The appeals court has now ruled in a personal constitutional tort lawsuit filed by a Library of Congress employee against his former supervisor. In Davis v. Billington, CADC No. 11-5092 (June 1, 2012), the U.S. Appeals Court for the DC Circuit has reversed the district court’s refusal to dismiss the employee’s suit.
Briefly, Davis argued that his supervisor committed a constitutional tort by interfering with Davis’ First and Fifth Amendment rights by terminating him during probation for publishing articles in which Davis was highly critical of the military commissions process at Guantanamo Bay. (For more facts, please refer to the court decisions and/or articles on the district court holding linked to above.)
As FedSmith reported a little more than a year ago, the district court declined to throw out the Bivens complaint, indicating that Davis had “stated a plausible First Amendment claim…” and had “adequately stated a claim for relief under the Fifth Amendment.”
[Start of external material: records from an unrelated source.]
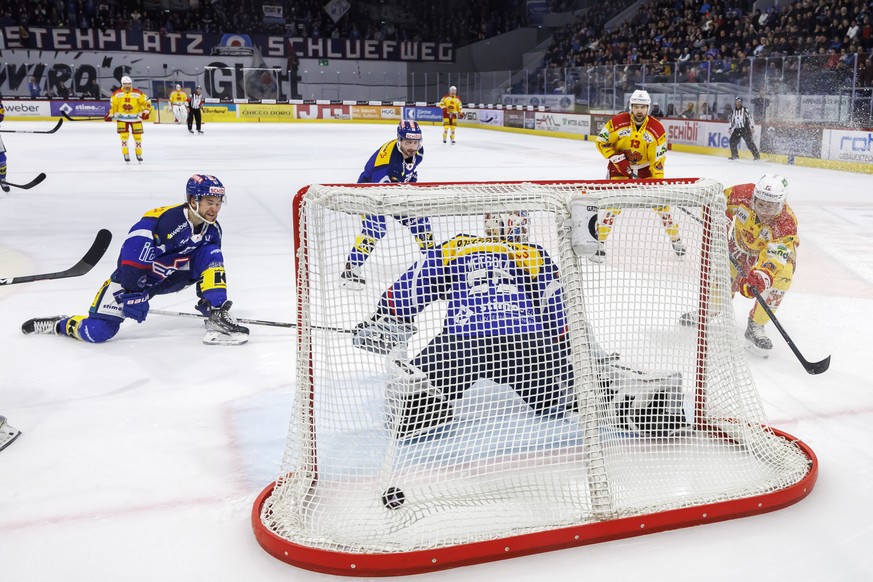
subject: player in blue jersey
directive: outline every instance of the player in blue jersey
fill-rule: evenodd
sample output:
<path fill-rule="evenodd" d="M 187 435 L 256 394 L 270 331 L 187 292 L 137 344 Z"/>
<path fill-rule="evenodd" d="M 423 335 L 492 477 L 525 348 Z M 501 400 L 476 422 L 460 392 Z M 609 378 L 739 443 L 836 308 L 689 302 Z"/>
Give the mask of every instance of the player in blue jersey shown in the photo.
<path fill-rule="evenodd" d="M 428 251 L 354 331 L 354 345 L 387 355 L 394 367 L 387 396 L 398 438 L 450 421 L 453 401 L 480 379 L 511 385 L 540 415 L 561 417 L 575 407 L 557 265 L 527 241 L 524 213 L 486 215 L 485 233 Z M 447 302 L 441 332 L 410 362 L 397 361 L 395 348 L 417 331 L 415 317 L 437 300 Z M 631 370 L 589 344 L 619 428 L 666 435 L 686 425 L 680 374 Z"/>
<path fill-rule="evenodd" d="M 358 178 L 358 184 L 398 184 L 418 181 L 418 166 L 424 159 L 421 145 L 421 127 L 415 121 L 401 121 L 397 126 L 397 139 L 385 143 L 370 156 Z M 409 229 L 422 252 L 434 246 L 430 219 L 395 216 Z M 362 274 L 364 263 L 376 245 L 388 232 L 385 216 L 364 214 L 361 216 L 361 234 L 349 251 L 346 266 L 340 275 L 343 287 L 362 289 L 366 283 Z"/>
<path fill-rule="evenodd" d="M 200 298 L 195 307 L 207 318 L 203 343 L 248 341 L 248 328 L 229 313 L 217 220 L 225 201 L 224 185 L 215 176 L 194 174 L 185 194 L 184 204 L 150 210 L 133 225 L 121 245 L 115 272 L 97 292 L 88 315 L 31 319 L 21 331 L 105 342 L 125 319 L 145 321 L 152 297 L 195 285 Z"/>
<path fill-rule="evenodd" d="M 0 121 L 3 121 L 5 117 L 6 109 L 3 107 L 3 103 L 0 103 Z M 4 192 L 9 192 L 9 186 L 6 184 L 6 146 L 3 145 L 2 137 L 0 137 L 0 180 L 3 180 L 3 183 L 0 183 L 0 188 Z"/>

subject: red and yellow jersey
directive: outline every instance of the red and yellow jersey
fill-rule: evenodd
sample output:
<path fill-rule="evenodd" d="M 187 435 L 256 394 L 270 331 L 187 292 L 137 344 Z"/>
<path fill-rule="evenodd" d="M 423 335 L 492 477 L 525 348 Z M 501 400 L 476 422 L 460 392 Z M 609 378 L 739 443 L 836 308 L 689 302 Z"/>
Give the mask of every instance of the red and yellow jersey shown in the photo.
<path fill-rule="evenodd" d="M 738 184 L 724 191 L 727 198 L 727 217 L 733 222 L 734 233 L 730 240 L 731 254 L 743 253 L 755 268 L 776 273 L 780 267 L 796 264 L 796 249 L 800 245 L 797 236 L 797 217 L 785 204 L 782 212 L 773 220 L 762 222 L 755 214 L 752 199 L 754 184 Z"/>
<path fill-rule="evenodd" d="M 141 121 L 142 114 L 152 110 L 152 103 L 139 89 L 118 89 L 109 100 L 109 115 L 116 121 Z"/>
<path fill-rule="evenodd" d="M 630 113 L 619 113 L 603 126 L 596 144 L 607 160 L 616 154 L 624 154 L 640 177 L 664 177 L 667 132 L 654 117 L 647 116 L 637 127 Z"/>
<path fill-rule="evenodd" d="M 437 107 L 443 110 L 443 117 L 457 117 L 461 113 L 461 99 L 449 93 L 440 100 Z"/>
<path fill-rule="evenodd" d="M 188 101 L 188 94 L 184 91 L 173 91 L 170 93 L 170 105 L 183 105 Z"/>

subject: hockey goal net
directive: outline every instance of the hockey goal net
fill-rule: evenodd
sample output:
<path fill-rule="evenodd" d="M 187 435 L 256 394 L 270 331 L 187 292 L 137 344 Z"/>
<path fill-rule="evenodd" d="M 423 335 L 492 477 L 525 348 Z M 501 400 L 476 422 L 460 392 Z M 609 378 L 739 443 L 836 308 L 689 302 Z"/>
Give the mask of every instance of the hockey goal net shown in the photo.
<path fill-rule="evenodd" d="M 601 217 L 621 211 L 601 262 L 590 246 L 574 250 L 579 200 Z M 301 190 L 296 387 L 280 474 L 253 508 L 259 543 L 312 570 L 411 574 L 805 497 L 815 456 L 767 426 L 740 347 L 724 210 L 708 179 Z M 684 256 L 665 234 L 668 211 Z M 495 240 L 489 213 L 523 216 L 526 239 Z M 363 288 L 349 289 L 340 275 L 362 215 L 388 217 L 387 233 L 360 271 Z M 408 226 L 422 217 L 438 245 L 453 242 L 424 255 Z M 442 286 L 430 295 L 395 283 L 431 276 Z M 533 282 L 515 285 L 524 276 Z M 455 294 L 470 293 L 482 301 L 459 309 Z M 538 298 L 524 304 L 525 294 Z M 404 301 L 417 307 L 402 341 L 372 349 L 385 346 L 356 326 Z M 507 310 L 543 317 L 550 331 L 503 329 L 483 343 L 444 330 L 494 330 Z M 689 313 L 697 325 L 680 325 Z M 551 348 L 539 333 L 562 342 L 558 358 L 540 357 Z M 404 362 L 416 379 L 398 374 Z M 398 429 L 398 392 L 422 391 L 440 416 L 417 433 Z"/>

Daniel Mulhollan, the supervisor sued by Davis, appealed the lower court decision. The appeals court had concluded “that the courts should not imply a new form of Bivens action on the facts of this case,” reversed the district court’s decision, and remanded the case to that court with instructions to dismiss the claims. (Opinion p. 19)
Davis’ only recourse is to persuade the U.S. Supreme Court to carve out a new Bivens right of action, something the high court has refused to do in disciplinary appeal cases where employees have remedies available to them under civil service laws.
Mr. Mulhollan—after almost three years with this potential personal liability hanging over him—should now be resting quite a bit easier.